The steps required to start transferring segment groups from an edge node to a cluster of cloud nodes are shown in Fig. 7. First ModelarDB must be deployed on the cloud nodes with at least one Apache Spark Master and at least one Apache Spark Worker. Then, at each Apache Spark Streaming Receiver registers its address with the Apache Spark Master. When a new edge node is deployed, it communicates with the Apache Spark Master to determine where to transfer its segment groups to. At the edge node requests the time series ids and time series group ids to use from the Apache Spark Master. Then, at the edge node requests an endpoint to transfer its segment groups to from the Apache Spark Master. The Apache Spark Master selects the endpoint that currently is receiving the lowest number of data points per minute compressed as segment groups containing metadata and models and returns its address to the edge node. The ModelarDB instance deployed on the edge node then ensures that it and the ModelarDB instance deployed on the cloud nodes use the same model types and refers to them using the same model type ids at . The setup process is completed at as the edge node transfers the time series metadata to the Apache Spark Master. With the setup process complete, the edge node starts ingesting data points from time series groups, compresses them as described in Sect. 5, and transfers the segment groups to the cloud nodes in batches at .
9 Lessons Learned
The work that led to ModelarDB began in 2015. Since then existing TSMSs have been analyzed [10, 11], the system has been designed and implemented [12], and later extended in multiple directions [13, 14]. In this section, we present the lessons we learned while developing ModelarDB and from the feedback we have received from collaborators and potential users. While some of these lessons are already described in the literature, they are reiterated for completeness.

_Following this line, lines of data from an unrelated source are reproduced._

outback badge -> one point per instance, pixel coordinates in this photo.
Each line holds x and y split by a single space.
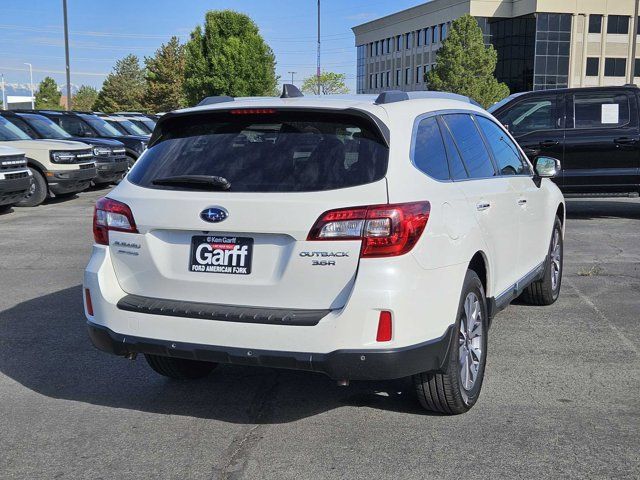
214 214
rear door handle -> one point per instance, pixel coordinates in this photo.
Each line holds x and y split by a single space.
625 141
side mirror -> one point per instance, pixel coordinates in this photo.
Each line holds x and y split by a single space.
547 167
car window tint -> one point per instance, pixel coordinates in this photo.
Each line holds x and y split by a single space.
600 110
530 116
456 167
470 145
505 152
429 155
271 152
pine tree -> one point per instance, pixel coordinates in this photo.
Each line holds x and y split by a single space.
465 66
123 89
330 83
85 98
48 96
165 77
228 57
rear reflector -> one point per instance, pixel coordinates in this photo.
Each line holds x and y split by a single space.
110 215
87 298
385 230
385 327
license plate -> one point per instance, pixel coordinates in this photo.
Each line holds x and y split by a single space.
220 254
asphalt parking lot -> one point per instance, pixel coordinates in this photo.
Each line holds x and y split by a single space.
560 399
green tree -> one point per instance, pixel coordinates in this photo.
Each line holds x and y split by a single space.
165 77
85 98
330 83
123 89
228 57
465 66
48 95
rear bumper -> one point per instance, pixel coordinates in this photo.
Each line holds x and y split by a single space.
370 364
13 190
108 172
68 181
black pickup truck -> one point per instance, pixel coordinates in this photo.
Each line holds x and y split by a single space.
594 132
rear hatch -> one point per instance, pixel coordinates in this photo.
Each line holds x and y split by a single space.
247 244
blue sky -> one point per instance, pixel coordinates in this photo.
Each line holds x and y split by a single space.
102 31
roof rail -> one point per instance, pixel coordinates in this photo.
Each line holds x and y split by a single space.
392 96
214 100
290 91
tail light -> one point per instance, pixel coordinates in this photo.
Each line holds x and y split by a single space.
110 215
385 230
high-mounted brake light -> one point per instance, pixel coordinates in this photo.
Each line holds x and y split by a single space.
385 230
252 111
110 215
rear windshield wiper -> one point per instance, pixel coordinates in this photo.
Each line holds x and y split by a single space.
205 182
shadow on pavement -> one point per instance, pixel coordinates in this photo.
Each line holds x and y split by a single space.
592 209
44 346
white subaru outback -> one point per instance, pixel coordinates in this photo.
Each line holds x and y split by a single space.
363 237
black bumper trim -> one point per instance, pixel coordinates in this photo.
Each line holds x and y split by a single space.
223 313
379 364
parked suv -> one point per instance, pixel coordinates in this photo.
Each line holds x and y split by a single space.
86 124
111 161
59 167
15 178
365 237
594 132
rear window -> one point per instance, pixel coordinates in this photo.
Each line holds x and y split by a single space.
275 152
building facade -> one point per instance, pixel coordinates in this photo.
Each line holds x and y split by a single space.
541 44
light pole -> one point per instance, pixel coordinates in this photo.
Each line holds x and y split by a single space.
634 36
66 53
31 85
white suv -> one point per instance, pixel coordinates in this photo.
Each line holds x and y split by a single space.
363 237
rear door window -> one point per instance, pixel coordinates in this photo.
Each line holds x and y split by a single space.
470 145
429 154
282 151
531 115
595 110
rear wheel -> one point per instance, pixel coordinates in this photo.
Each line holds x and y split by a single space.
547 290
179 368
457 390
37 191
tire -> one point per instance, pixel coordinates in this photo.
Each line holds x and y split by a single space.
456 391
38 191
180 368
547 290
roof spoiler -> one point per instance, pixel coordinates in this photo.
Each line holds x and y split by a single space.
214 100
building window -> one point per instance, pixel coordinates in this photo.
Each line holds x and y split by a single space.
593 66
615 67
618 24
595 23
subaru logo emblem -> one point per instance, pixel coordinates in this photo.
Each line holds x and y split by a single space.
214 214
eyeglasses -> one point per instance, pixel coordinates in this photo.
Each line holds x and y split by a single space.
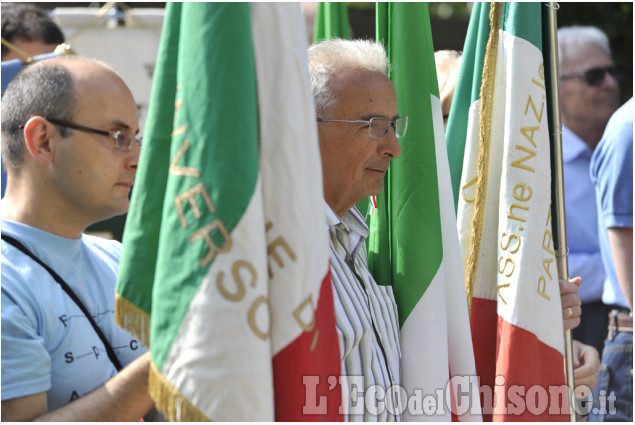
378 126
595 76
123 139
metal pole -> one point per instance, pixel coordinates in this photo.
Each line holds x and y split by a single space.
558 219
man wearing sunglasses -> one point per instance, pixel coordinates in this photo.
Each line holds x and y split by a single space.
589 95
70 145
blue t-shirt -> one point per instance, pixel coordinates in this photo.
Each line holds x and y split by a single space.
612 174
585 259
48 345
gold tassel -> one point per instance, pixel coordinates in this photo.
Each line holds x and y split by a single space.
133 319
485 126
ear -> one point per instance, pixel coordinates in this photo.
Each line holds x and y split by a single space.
37 135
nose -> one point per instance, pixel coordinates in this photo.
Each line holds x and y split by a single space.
390 146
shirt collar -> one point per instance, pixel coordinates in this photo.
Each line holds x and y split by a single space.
352 220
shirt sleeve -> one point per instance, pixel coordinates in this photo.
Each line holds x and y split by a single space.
26 365
615 179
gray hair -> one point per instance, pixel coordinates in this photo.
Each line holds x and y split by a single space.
45 89
571 39
329 57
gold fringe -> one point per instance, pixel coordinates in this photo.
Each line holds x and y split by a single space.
133 319
170 402
485 126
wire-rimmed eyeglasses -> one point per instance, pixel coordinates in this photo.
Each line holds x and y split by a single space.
378 126
124 139
595 76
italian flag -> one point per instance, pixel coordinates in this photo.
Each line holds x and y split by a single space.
413 243
498 143
331 20
225 270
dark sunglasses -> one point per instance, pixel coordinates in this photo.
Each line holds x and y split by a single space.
595 76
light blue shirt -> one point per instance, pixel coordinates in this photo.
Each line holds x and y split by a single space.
612 174
585 259
48 345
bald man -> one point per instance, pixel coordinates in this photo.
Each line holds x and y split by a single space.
70 146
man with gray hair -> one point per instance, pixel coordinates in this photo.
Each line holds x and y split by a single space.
358 130
69 142
589 95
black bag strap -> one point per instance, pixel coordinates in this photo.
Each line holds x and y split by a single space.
111 353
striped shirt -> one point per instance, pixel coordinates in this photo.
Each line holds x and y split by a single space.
367 324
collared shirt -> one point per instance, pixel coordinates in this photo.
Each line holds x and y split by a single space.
612 174
367 324
585 259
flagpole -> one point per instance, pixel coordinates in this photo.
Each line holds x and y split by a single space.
558 208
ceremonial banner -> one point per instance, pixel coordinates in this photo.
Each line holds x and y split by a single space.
499 116
226 249
331 21
413 243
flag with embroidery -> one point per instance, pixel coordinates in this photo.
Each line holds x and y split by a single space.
226 258
498 143
413 243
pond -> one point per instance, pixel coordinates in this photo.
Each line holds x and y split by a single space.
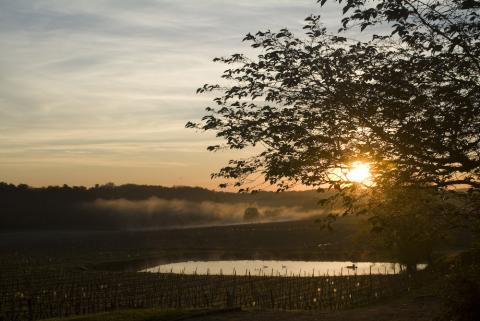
279 268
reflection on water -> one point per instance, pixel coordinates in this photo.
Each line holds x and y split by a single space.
276 268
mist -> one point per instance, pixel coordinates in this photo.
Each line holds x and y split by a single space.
157 212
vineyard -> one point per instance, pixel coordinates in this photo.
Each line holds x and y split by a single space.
51 292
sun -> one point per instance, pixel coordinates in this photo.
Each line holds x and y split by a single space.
359 172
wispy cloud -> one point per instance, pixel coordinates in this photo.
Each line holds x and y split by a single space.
114 81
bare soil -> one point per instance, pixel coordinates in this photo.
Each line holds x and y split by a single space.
417 308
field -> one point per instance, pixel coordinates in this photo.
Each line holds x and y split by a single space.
59 274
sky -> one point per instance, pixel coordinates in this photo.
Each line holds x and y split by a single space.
98 91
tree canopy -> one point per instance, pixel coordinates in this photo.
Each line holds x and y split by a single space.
406 101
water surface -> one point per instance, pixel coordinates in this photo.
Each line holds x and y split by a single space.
276 268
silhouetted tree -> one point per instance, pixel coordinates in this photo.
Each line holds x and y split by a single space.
406 101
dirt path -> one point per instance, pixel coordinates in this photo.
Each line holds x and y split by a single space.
405 309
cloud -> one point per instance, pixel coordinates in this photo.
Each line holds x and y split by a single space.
115 80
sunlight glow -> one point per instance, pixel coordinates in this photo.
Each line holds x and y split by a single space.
359 172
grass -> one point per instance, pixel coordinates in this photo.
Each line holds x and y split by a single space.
154 314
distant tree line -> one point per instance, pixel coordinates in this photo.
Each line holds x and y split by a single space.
66 207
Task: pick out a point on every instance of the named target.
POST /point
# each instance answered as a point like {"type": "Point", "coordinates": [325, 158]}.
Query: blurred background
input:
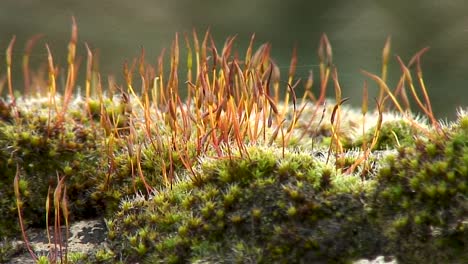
{"type": "Point", "coordinates": [356, 29]}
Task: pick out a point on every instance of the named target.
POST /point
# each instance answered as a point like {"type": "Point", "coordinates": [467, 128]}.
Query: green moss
{"type": "Point", "coordinates": [427, 194]}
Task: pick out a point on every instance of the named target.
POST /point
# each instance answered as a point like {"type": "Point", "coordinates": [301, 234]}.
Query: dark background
{"type": "Point", "coordinates": [356, 29]}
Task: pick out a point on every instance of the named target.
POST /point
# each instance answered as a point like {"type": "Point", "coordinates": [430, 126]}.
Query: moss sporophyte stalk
{"type": "Point", "coordinates": [245, 168]}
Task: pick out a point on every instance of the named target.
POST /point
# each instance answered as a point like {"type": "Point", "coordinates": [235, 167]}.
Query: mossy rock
{"type": "Point", "coordinates": [420, 199]}
{"type": "Point", "coordinates": [259, 209]}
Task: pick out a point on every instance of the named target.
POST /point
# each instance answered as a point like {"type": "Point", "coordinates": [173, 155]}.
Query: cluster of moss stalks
{"type": "Point", "coordinates": [234, 174]}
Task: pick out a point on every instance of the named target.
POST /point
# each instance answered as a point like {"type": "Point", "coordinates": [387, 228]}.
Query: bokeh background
{"type": "Point", "coordinates": [356, 29]}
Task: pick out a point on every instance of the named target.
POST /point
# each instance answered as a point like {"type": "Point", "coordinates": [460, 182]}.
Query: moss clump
{"type": "Point", "coordinates": [259, 209]}
{"type": "Point", "coordinates": [43, 147]}
{"type": "Point", "coordinates": [420, 200]}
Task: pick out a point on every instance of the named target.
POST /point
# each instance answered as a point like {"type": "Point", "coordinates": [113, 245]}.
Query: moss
{"type": "Point", "coordinates": [414, 201]}
{"type": "Point", "coordinates": [246, 213]}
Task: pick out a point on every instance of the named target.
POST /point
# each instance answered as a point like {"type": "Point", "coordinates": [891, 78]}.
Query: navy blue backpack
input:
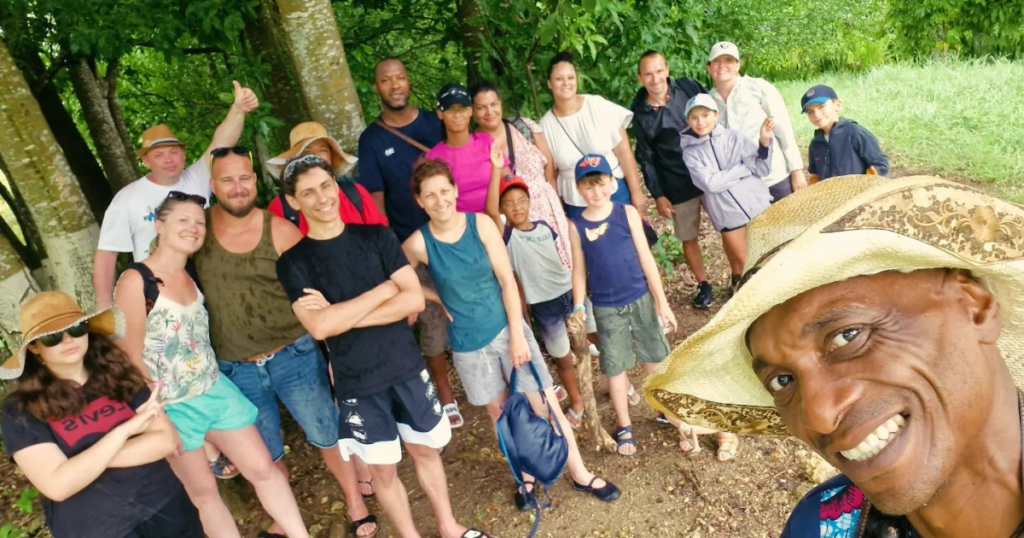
{"type": "Point", "coordinates": [530, 444]}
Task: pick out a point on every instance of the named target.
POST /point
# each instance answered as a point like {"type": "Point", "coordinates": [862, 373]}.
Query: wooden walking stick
{"type": "Point", "coordinates": [585, 378]}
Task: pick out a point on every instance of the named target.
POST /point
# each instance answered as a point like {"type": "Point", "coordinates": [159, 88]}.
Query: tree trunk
{"type": "Point", "coordinates": [83, 163]}
{"type": "Point", "coordinates": [55, 201]}
{"type": "Point", "coordinates": [585, 378]}
{"type": "Point", "coordinates": [90, 92]}
{"type": "Point", "coordinates": [283, 91]}
{"type": "Point", "coordinates": [16, 285]}
{"type": "Point", "coordinates": [317, 56]}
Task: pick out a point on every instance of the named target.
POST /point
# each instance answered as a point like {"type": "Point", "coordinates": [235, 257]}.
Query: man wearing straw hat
{"type": "Point", "coordinates": [128, 221]}
{"type": "Point", "coordinates": [882, 323]}
{"type": "Point", "coordinates": [354, 203]}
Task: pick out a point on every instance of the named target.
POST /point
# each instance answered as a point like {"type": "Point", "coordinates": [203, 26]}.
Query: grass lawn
{"type": "Point", "coordinates": [944, 117]}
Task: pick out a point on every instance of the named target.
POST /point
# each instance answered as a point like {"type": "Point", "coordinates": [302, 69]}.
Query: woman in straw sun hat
{"type": "Point", "coordinates": [168, 340]}
{"type": "Point", "coordinates": [882, 323]}
{"type": "Point", "coordinates": [86, 430]}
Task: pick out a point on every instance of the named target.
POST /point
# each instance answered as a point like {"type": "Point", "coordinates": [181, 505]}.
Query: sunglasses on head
{"type": "Point", "coordinates": [241, 151]}
{"type": "Point", "coordinates": [178, 195]}
{"type": "Point", "coordinates": [77, 330]}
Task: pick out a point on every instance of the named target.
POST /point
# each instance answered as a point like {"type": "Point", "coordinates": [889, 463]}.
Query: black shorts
{"type": "Point", "coordinates": [177, 519]}
{"type": "Point", "coordinates": [371, 426]}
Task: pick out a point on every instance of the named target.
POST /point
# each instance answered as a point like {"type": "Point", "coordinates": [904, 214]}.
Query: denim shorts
{"type": "Point", "coordinates": [551, 317]}
{"type": "Point", "coordinates": [484, 372]}
{"type": "Point", "coordinates": [221, 407]}
{"type": "Point", "coordinates": [297, 376]}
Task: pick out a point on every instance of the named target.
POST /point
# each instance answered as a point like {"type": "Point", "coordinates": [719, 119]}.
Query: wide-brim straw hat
{"type": "Point", "coordinates": [301, 136]}
{"type": "Point", "coordinates": [156, 136]}
{"type": "Point", "coordinates": [830, 232]}
{"type": "Point", "coordinates": [53, 312]}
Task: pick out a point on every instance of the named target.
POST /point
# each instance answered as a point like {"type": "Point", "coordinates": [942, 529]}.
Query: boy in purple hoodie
{"type": "Point", "coordinates": [728, 168]}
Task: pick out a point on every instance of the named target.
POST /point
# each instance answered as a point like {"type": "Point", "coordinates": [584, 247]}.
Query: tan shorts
{"type": "Point", "coordinates": [686, 220]}
{"type": "Point", "coordinates": [433, 335]}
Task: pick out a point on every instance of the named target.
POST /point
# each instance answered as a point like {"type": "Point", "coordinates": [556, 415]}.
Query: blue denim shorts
{"type": "Point", "coordinates": [297, 376]}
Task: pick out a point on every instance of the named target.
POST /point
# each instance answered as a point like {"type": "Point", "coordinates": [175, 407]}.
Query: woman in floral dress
{"type": "Point", "coordinates": [168, 339]}
{"type": "Point", "coordinates": [529, 159]}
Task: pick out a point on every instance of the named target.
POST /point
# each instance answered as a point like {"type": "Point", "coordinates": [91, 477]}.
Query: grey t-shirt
{"type": "Point", "coordinates": [536, 261]}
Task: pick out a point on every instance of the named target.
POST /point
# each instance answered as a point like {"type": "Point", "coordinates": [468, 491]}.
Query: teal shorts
{"type": "Point", "coordinates": [629, 334]}
{"type": "Point", "coordinates": [221, 407]}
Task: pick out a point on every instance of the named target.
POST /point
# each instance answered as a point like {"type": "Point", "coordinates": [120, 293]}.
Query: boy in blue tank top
{"type": "Point", "coordinates": [610, 256]}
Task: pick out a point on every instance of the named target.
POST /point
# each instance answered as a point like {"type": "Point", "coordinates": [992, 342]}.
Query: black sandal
{"type": "Point", "coordinates": [606, 493]}
{"type": "Point", "coordinates": [356, 525]}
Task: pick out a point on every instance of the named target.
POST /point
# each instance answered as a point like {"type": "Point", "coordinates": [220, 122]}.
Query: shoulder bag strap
{"type": "Point", "coordinates": [401, 135]}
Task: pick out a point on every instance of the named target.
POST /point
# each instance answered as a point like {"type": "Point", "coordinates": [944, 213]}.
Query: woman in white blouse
{"type": "Point", "coordinates": [578, 125]}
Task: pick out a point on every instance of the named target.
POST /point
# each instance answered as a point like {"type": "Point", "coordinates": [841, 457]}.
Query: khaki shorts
{"type": "Point", "coordinates": [433, 323]}
{"type": "Point", "coordinates": [686, 219]}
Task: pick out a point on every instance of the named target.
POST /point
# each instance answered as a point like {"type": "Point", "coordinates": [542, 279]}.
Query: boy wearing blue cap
{"type": "Point", "coordinates": [611, 257]}
{"type": "Point", "coordinates": [840, 147]}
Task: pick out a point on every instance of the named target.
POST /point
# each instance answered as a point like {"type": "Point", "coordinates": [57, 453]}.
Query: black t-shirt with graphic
{"type": "Point", "coordinates": [117, 501]}
{"type": "Point", "coordinates": [367, 360]}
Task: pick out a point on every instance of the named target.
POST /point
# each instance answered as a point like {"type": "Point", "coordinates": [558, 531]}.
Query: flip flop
{"type": "Point", "coordinates": [218, 466]}
{"type": "Point", "coordinates": [452, 412]}
{"type": "Point", "coordinates": [727, 445]}
{"type": "Point", "coordinates": [576, 420]}
{"type": "Point", "coordinates": [353, 529]}
{"type": "Point", "coordinates": [634, 397]}
{"type": "Point", "coordinates": [368, 483]}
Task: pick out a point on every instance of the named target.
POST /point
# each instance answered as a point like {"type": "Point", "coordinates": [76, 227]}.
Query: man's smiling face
{"type": "Point", "coordinates": [888, 376]}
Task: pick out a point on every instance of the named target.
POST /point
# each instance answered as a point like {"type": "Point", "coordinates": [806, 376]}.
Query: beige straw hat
{"type": "Point", "coordinates": [301, 136]}
{"type": "Point", "coordinates": [52, 312]}
{"type": "Point", "coordinates": [832, 232]}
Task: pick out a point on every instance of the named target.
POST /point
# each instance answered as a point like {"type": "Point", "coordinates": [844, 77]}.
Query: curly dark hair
{"type": "Point", "coordinates": [49, 398]}
{"type": "Point", "coordinates": [427, 168]}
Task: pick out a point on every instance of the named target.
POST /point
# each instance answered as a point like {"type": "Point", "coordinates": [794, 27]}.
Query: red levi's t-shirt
{"type": "Point", "coordinates": [349, 215]}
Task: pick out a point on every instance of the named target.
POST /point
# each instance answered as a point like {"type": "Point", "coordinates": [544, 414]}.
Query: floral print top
{"type": "Point", "coordinates": [544, 201]}
{"type": "Point", "coordinates": [177, 348]}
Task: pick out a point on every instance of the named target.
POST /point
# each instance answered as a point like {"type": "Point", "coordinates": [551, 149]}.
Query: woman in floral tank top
{"type": "Point", "coordinates": [168, 339]}
{"type": "Point", "coordinates": [529, 159]}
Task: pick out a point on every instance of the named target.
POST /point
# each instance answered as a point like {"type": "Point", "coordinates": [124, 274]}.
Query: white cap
{"type": "Point", "coordinates": [724, 47]}
{"type": "Point", "coordinates": [700, 99]}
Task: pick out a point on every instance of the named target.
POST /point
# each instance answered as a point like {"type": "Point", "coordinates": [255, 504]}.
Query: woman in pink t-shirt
{"type": "Point", "coordinates": [467, 154]}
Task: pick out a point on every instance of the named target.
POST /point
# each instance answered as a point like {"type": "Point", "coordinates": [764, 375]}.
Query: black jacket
{"type": "Point", "coordinates": [850, 150]}
{"type": "Point", "coordinates": [657, 152]}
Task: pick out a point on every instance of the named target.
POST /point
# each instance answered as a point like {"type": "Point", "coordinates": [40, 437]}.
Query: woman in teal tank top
{"type": "Point", "coordinates": [469, 264]}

Systems Research is Time Intensive and Reusing Components Limits Optimizations: While creating a proof-of-concept implementation using existing components can be done in relatively little time, making a usable and competitive novel system requires a significant time investment. In addition, removing quick workarounds from ModelarDB generally took significantly more time than anticipated as other components in the system inevitably, and sometimes very quickly, started depending on small differences between the workarounds and the proper implementation. Also, while the time required to implement a system can be significantly reduced by reusing existing components, these components are rarely a perfect fit and generally cannot provide the same level of performance as a bespoke component. For example, the observation that segment groups are sorted on both their start time and end time when sorted on one of them could not be exploited when RDBMSs and Apache Cassandra were used for storage as described in Sect. 7. As another example, the use of Apache Spark meant that even the initial version of ModelarDB [12] was scalable as it could process queries in parallel across multiple distributed nodes. However, as Apache Spark Executors by design are black boxes, it is not possible to optimize how they process queries, e.g., a local mutable cache or index cannot be created directly in the Apache Spark Executor. Also while implementing the Data Point View as an Apache Spark Data Source significantly reduced development time, Apache Spark’s stable APIs only provided required columns and the predicates for each query. Thus, it was not possible to automatically rewrite queries to efficiently compute aggregates directly from the segments containing metadata and models. As a result, the Segment View was added as a workaround despite the increase in complexity for users of the system. The use of Apache Spark also meant that ModelarDB would be implemented on top of the JVM, thus reducing both development time and performance compared to native code. For example, the authors of the Java-based data analytics engine MacroBase found that its throughput was on average 12.76x lower than hand-optimized C++ [1]. IBM also replaced Apache Spark with the Db2 BLU column-based query engine [25] in Db2 Event Store as Apache Spark could not handle low latency queries [8].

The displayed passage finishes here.